No había caballeros para retirarnos la silla en este ágape, no. Consistía tan solo en parar un instante. Sentarse. Dedicarse tiempo. Mira a las otras y mirarse a sí misma. Tan trasgresor como eso. Roscos, bizcochos y frutas para reponer fuerzas y pegar un gran puñetazo sobre la mesa: ¿se enfadarán los hombres por no tener hueco en este festín? No se trata de que nosotras volvamos a hacerles hueco, porque nunca se lo hemos negado, se trata de que, de una vez por todas, dejen que ocupemos el lugar que nos corresponde.
La algarabía y la cháchara de la madre de Verónica, de las tías, de las primas, de las vecinas del barrio de Pino Montano donde se crió la artista, retumbaban en esta antigua factoría. “Esas son las manos de mi madre”, me decía la chica que estaba sentada a mi derecha, envuelta en lágrimas desde el minuto uno en que empezó la magna convivencia. “Yo me he criado ahí, aunque ahora vivo lejos”, apostillaba entre jipíos. Esas mujeres silenciadas, las que cuidan, todas sus historias y anécdotas son los elementos principales de la pieza sonora grabada días antes en el barrio, y se orean por las naves de la fábrica como las sábanas blancas, impolutas y reflectantes, que habitualmente tienden al sol en sus azoteas.

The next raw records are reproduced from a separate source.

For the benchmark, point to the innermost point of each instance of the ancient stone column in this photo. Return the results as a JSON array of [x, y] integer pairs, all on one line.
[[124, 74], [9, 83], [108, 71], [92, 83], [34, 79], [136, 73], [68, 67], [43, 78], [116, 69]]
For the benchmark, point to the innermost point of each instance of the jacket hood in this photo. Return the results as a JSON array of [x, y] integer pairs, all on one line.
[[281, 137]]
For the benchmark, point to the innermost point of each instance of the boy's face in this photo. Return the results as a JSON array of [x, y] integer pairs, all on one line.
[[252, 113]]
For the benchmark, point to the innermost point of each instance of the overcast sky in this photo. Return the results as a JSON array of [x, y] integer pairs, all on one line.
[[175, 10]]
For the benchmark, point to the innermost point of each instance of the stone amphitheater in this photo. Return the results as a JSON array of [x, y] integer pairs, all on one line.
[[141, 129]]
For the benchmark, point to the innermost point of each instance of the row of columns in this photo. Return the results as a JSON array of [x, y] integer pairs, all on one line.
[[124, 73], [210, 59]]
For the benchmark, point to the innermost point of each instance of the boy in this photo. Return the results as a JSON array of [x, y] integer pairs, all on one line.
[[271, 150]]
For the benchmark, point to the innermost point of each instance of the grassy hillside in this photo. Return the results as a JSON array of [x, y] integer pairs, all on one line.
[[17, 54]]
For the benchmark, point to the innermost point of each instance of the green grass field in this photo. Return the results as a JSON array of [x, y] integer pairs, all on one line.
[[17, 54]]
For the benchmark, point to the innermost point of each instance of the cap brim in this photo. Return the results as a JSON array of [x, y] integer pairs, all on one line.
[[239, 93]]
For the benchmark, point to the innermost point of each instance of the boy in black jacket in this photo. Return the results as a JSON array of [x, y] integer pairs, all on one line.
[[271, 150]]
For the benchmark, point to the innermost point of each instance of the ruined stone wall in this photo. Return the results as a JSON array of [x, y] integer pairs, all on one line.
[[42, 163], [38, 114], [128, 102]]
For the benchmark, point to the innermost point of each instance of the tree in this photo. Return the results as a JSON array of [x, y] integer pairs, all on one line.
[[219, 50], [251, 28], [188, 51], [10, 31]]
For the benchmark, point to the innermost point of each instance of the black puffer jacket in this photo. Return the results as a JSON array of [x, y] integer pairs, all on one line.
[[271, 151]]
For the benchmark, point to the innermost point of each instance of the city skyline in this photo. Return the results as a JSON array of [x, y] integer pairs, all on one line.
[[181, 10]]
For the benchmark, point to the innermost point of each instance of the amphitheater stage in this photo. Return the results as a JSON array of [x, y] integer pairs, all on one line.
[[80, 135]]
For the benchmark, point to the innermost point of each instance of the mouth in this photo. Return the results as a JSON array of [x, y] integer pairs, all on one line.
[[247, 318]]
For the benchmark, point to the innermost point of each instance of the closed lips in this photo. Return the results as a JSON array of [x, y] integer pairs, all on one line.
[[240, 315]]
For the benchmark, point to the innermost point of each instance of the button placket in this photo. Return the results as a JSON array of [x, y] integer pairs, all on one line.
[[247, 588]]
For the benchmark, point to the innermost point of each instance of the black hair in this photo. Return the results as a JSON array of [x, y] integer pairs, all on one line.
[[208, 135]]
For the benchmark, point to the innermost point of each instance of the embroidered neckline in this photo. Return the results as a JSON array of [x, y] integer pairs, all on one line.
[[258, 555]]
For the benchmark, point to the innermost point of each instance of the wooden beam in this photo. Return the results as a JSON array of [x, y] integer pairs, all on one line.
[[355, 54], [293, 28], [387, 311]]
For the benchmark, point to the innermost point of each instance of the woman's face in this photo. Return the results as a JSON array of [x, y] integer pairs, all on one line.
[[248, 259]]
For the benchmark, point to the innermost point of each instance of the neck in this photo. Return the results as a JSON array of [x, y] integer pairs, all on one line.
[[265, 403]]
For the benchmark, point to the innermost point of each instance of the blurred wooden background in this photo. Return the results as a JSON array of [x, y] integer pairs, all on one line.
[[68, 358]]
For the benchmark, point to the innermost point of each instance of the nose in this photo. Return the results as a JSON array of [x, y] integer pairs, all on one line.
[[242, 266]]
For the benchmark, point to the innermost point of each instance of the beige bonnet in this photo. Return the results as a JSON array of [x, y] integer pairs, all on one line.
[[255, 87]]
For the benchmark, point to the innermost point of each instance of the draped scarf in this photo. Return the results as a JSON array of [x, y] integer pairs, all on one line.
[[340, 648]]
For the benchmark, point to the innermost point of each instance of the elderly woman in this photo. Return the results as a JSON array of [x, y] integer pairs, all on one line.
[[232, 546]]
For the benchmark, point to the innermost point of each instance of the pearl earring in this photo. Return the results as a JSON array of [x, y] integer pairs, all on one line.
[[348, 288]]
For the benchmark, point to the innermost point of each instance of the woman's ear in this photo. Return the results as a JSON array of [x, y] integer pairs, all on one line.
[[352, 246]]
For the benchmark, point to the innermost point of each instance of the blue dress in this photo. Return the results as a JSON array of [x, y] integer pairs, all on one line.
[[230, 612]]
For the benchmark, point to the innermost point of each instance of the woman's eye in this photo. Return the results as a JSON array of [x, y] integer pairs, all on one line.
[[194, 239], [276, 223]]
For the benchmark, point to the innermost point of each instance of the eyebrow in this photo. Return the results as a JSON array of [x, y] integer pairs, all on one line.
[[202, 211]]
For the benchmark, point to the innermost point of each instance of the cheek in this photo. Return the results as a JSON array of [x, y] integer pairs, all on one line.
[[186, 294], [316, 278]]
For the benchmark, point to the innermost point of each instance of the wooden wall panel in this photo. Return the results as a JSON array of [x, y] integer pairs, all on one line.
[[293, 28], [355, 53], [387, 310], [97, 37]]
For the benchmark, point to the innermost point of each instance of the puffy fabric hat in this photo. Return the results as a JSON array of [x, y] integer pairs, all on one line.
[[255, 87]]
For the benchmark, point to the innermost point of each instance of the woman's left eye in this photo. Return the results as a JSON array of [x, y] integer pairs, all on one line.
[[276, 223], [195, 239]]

Todo, en el contexto de un festival de artes escénicas para un público de todas las edades. Ese público pegaba la oreja, pedía chocolate (en el caso de los más pequeños), quería sentarse a la mesa, aunque fuera hombre y pusiera bien claro “espacio reservado para mujeres”. Era difícil conformarse con observar, pero se veían caras de estupefacción cuando algún miembro de la merendola se desnudaba mostrando retales de su intimidad.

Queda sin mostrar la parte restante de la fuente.